Perteneciente a la serie de Parker, La luna de los asesinos, escrita también bajo el pseudónimo de Richard Stark, narra la aventura en la que se ve embarcado el protagonista al intentar recuperar el botín de un robo cometido dos años atrás en Tyler, una próspera ciudad del estado de Misisipi. Parker es un ladrón, un hombre frío y solitario que vive al margen de la ley y que no acepta órdenes de nadie. Dos años atrás, amenazado por las mafias locales, se vio obligado a abandonar la ciudad; pero ahora ha llegado el momento de recuperar lo que es suyo: setenta y tres mil dólares que dejó en Tyler y que supondrán el inicio de una guerra entre dichas mafias, en la que Parker y Grofield, su cómplice, representarán un papel decisivo.
Además de la variada galería de personajes que Westlake presenta en la novela y del inmenso atractivo psicológico de los protagonistas, La luna de los asesinos posee multitud de elementos de interés que la convierten en una gran novela policíaca.
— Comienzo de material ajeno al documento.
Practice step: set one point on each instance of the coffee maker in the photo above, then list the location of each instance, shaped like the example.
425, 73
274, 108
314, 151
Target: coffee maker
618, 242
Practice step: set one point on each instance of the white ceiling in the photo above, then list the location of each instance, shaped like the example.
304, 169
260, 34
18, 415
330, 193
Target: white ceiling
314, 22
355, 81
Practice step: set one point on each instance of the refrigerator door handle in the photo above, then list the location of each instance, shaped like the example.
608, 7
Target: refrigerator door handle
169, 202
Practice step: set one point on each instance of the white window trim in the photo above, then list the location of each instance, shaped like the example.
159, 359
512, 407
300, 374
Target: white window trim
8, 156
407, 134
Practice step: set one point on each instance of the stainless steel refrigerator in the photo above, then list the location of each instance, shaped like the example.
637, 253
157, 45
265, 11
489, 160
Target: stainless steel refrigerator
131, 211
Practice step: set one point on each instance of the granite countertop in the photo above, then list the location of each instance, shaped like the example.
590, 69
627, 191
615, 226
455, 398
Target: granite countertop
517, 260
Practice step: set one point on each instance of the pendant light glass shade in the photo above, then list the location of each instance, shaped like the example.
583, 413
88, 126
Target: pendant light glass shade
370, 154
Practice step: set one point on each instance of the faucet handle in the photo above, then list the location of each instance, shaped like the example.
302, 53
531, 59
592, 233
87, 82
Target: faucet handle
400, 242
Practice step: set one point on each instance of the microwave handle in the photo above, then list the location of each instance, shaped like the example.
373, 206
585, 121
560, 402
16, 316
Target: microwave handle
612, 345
El ritmo vertiginoso va en aumento desde la primera página, y el lector se ve arrastrado por la trama, el suspense y la acción sin permitirle apenas un respiro. Westlake crea una tensión sin concesiones, con un estilo directo y ágil, sin florituras ni descripciones innecesarias. En definitiva: creemos que La luna de los asesinos revela en toda su magnitud la pericia literaria de uno de los grandes maestros de la literatura policíaca estadounidense, un escritor que ha sabido renovar un género excesivamente lleno de clichés y lugares comunes para convertirlo en literatura de enorme calidad, entretenida, con un deslumbrante sentido del humor y revolucionaria en tanto que muestra una visión del mundo que se aleja de los fáciles maniqueísmos entre los tradicionales «buenos» y «malos».
Parker, mientras corría hacia la luz, disparó dos veces por encima del hombro izquierdo, sin intención de apuntar. Sólo pretendía ganar tiempo, mantener a los policías frente a la joyería mientras él y los demás huían.
La puerta que conducía al sótano era una especie de rectángulo alto de luz mortecina. Cuando entraron, al abrir esa puerta, debieron de haber activado un dispositivo de seguridad interno, probablemente una alarma conectada en una compañía privada de seguridad que no figuraba en el plano que habían comprado.
Hurley fue el primero en atravesar la puerta. Se oían disparos desde fuera y voces que gritaban «¡Alto o disparo!», aunque ya estaban haciendo fuego.
Parker cruzó la puerta y empezó a subir los escalones; oyó un gruñido de Michaelson detrás de él, y un ruido seco, como si una bolsa de harina hubiera sido arrojada contra una pared. Los pies de Parker tocaron el cuarto escalón, el noveno, y el suelo sucio. Hurley ya estaba a mitad de camino de la entrada del túnel que atravesaba la pared de piedra trasera; corría inclinado bajo el techo entrecruzado de tuberías negras. Dos focos macilentos producían sombras negras y una pálida luz. Briggs se detuvo a la entrada del túnel parpadeando tras sus gafas, con la caja de herramientas en la mano. Era un profesional, no estaba habituado a la excitación.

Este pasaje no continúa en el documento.